Who is this General Martins who thinks he can go head-to-head with Taliban justice and win? Think 6′4″, 185 lean pounds with an imposing schnoz and even more impressive résumé: valedictorian at West Point, a first at Oxford on his Rhodes Scholarship, magna cum laude graduate of Har-vard Law (a relatively obscure second-year student named Barack Obama joined him on Law Review and was later voted its first black president). Martins married his West Point sweetheart (now a retired Army helicopter pilot); their two kids attend Princeton and—where else?—the Point. He hasn’t seen much of his family in the last five years, which clearly wears at his soul. He doesn’t complain, at least not much.
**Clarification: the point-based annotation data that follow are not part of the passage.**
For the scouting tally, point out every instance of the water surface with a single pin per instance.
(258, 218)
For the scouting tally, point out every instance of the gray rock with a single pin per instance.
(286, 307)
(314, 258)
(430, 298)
Martins officially started his new gig at Guantánamo on September 15. He is effectively running an 80-attorney law firm. In an interview from Kandahar, he said this of the Military Commissions: “I believe that within the space defined by our values, we must be relentlessly empirical and pragmatic in the means that we use to protect our people and our national security interests. While this new assignment has significant challenges, I am a soldier and will certainly do my best to prosecute these cases in a manner that contributes to the legitimacy of all that we undertake in opposing terror networks of global reach.”
A soldier, indeed. Martins, 51, has humped it as an Army commander and attorney for getting on 25 years now, often working directly under Petraeus. The two are good buddies. In fact, I first met Martins when I was in Iraq in 2007 to go running with Petraeus for a Runner’s World story. Martins came along and is, like Petraeus, a gifted harrier; they finished the 5.7-mile run stride-for-stride in the stifling desert heat at the pace of 6-minutes-per-mile.